Tap Slack
Configure your Slack workspace
The tap requires a Slack Bot user token to interact with your Slack workspace. You can obtain a token for a single workspace by creating a new Slack App in your workspace and assigning it the relevant scopes.
- As of right now, the minimum required scopes for this App are:
channels:history
channels:join
channels:read
files:read
groups:read
links:read
reactions:read
remote_files:read
remote_files:write
team:read
usergroups:read
users.profile:read
users:read
users:read.email
- This scope is only required if you want to extract the user emails as well.
Configuring what to extract
PipelineWise configures every tap with a common structured YAML file format. A sample YAML for Jira replication can be generated into a project directory by following the steps in the Generating Sample Pipelines section.

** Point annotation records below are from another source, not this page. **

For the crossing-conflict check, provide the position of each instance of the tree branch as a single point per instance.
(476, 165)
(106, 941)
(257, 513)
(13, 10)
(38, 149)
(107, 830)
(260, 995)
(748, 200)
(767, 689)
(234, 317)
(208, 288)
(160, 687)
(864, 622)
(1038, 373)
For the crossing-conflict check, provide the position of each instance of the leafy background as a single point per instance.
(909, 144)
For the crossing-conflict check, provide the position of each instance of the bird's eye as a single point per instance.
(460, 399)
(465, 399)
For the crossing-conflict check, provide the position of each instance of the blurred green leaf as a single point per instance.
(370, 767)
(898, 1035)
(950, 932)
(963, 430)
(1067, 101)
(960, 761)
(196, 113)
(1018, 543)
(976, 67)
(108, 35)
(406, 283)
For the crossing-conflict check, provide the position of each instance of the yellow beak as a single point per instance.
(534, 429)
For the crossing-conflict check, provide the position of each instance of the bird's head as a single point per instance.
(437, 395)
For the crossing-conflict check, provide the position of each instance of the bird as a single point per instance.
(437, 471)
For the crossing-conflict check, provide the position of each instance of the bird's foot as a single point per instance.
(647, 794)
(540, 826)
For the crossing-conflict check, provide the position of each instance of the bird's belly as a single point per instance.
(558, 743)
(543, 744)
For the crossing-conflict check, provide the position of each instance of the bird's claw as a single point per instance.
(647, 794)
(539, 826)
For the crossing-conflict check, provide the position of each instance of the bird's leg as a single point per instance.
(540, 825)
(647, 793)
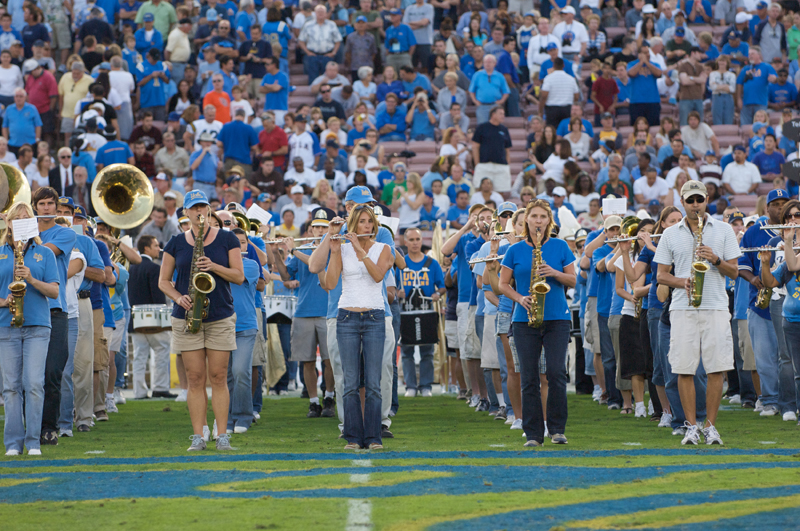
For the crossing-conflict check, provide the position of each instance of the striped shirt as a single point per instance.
(676, 247)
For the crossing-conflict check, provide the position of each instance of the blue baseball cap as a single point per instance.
(776, 194)
(506, 206)
(66, 201)
(195, 197)
(359, 194)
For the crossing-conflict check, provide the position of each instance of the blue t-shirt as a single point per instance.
(64, 240)
(557, 254)
(42, 263)
(244, 297)
(312, 300)
(220, 300)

Example YAML for tap-slack
:
---
# ------------------------------------------------------------------------------
# General Properties
# ------------------------------------------------------------------------------
id: "slack" # Unique identifier of the tap
name: "Slack" # Name of the tap
type: "tap-slack" # !! THIS SHOULD NOT CHANGE !!
owner: "somebody@foo.com" # Data owner to contact
#send_alert: False # Optional: Disable all configured alerts on this tap
#slack_alert_channel: "#tap-channel" # Optional: Sending a copy of specific tap alerts to this slack channel
# ------------------------------------------------------------------------------
# Source (Tap) - Github connection details
# ------------------------------------------------------------------------------
db_conn:
token: "<SLACK_TOKEN>" # Slack API token
start_date: "2020-09-01" # Start date. Data will be synced incrementally starting from this data
#channels: ["ID1", "ID2", "ID3"] # Optional: By default, the tap will sync all channels it has been invited to.

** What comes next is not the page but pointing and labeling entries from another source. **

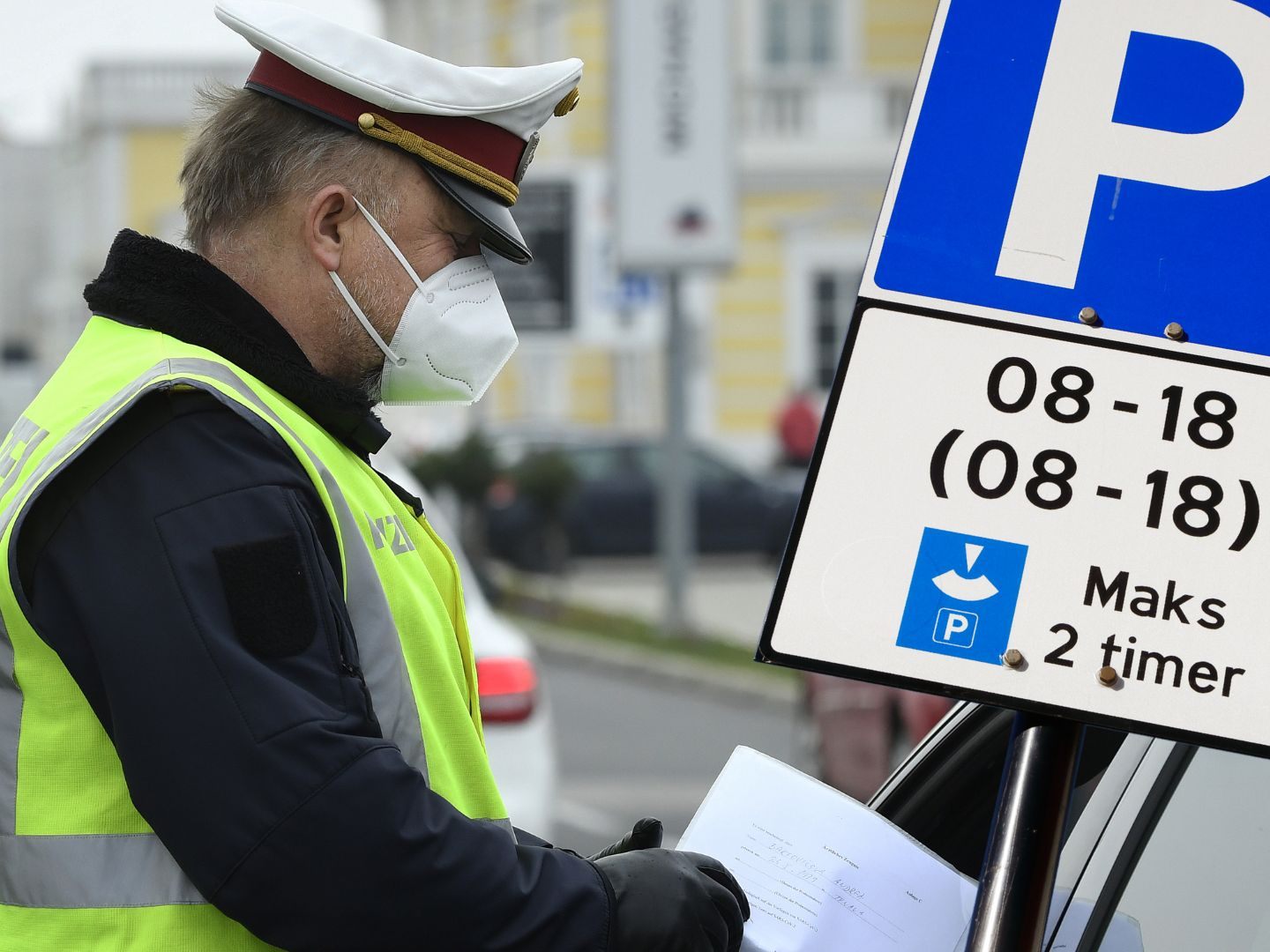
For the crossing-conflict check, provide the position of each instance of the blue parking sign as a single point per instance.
(963, 596)
(1091, 152)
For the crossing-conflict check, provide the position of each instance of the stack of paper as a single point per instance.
(822, 871)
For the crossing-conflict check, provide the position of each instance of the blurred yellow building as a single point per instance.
(822, 88)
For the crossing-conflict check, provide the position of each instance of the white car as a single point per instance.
(514, 710)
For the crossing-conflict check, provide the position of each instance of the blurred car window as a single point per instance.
(1200, 880)
(601, 462)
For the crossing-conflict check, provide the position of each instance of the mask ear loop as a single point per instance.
(390, 242)
(366, 323)
(354, 305)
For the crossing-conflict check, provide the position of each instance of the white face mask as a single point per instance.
(453, 338)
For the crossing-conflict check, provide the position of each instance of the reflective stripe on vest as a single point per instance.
(136, 870)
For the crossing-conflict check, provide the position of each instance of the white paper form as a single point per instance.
(823, 873)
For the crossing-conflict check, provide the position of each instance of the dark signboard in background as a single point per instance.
(540, 294)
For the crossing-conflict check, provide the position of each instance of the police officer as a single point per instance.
(236, 714)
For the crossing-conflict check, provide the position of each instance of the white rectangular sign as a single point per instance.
(673, 133)
(1065, 522)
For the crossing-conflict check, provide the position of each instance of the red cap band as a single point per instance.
(482, 143)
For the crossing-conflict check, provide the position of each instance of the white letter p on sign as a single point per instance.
(1073, 138)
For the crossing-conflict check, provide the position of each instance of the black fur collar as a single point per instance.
(150, 283)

# However, you can limit the tap to sync only the channels you specify by
# adding their IDs to the config
#exclude_archived: "false" # Optional: You can control whether or not the tap will sync archived channels
# by including the following in the tap config
#private_channels: "false" # Optional:, you can also specify whether you want to sync private
# channels. By default private channels not synced
#join_public_channels: "false" # Optional: Auto-join every public channel.
# If you do not elect to have the tap join all public channels you must
# invite the bot to all channels you wish to sync.
#date_window_size: "5" # Optional: Due to the potentially high volume of data when syncing certain streams
# (messages, files, threads) this tap implements date windowing based on
# a configuration parameter.
#lookback_window: 14 # Optional: Number of days to look back before the incremental start date.
# This is useful to get all data from child streams that can't be extracted
# incrementally, for example the message threads (conversation.replies method).
# Default is 14 days.
# ------------------------------------------------------------------------------
# Destination (Target) - Target properties
# Connection details should be in the relevant target YAML file
# ------------------------------------------------------------------------------
target: "snowflake" # ID of the target connector where the data will be loaded
batch_size_rows: 20000 # Batch size for the stream to optimise load performance
stream_buffer_size: 0 # In-memory buffer size (MB) between taps and targets for asynchronous data pipes
default_target_schema: "slack" # Target schema where the data will be loaded
#default_target_schema_select_permission: # Optional: Grant SELECT on schema and tables that created
# - grp_power
#batch_wait_limit_seconds: 3600 # Optional: Maximum time to wait for `batch_size_rows`. Available only for snowflake target.
# Options only for Snowflake target
#archive_load_files: False # Optional: when enabled, the files loaded to Snowflake will also be stored in `archive_load_files_s3_bucket`
#archive_load_files_s3_prefix: "archive" # Optional: When `archive_load_files` is enabled, the archived files will be placed in the archive S3 bucket under this prefix.
#archive_load_files_s3_bucket: "<BUCKET_NAME>" # Optional: When `archive_load_files` is enabled, the archived files will be placed in this bucket. (Default: the value of `s3_bucket` in target snowflake YAML)
# ------------------------------------------------------------------------------
# Source to target Schema mapping
# ------------------------------------------------------------------------------
schemas:
- source_schema: "slack" # This is mandatory, but can be anything in this tap type
target_schema: "slack" # Target schema in the destination Data Warehouse
target_schema_select_permissions: # Optional: Grant SELECT on schema and tables that created
- grp_stats
# List of Slack tables to load into destination Data Warehouse
# Tap-Slack will use the best incremental strategies automatically to replicate data
tables:
# Supported tables
- table_name: "channels"
- table_name: "users"
- table_name: "channel_members"
- table_name: "messages"
- table_name: "threads"
- table_name: "user_groups"
- table_name: "teams"
# Additional supported tables
#- table_name: "files"
#- table_name: "remote_files"
# OPTIONAL: Load time transformations - you can add it to any table
#transformations:
# - column: "some_column_to_transform" # Column to transform
# type: "SET-NULL" # Transformation type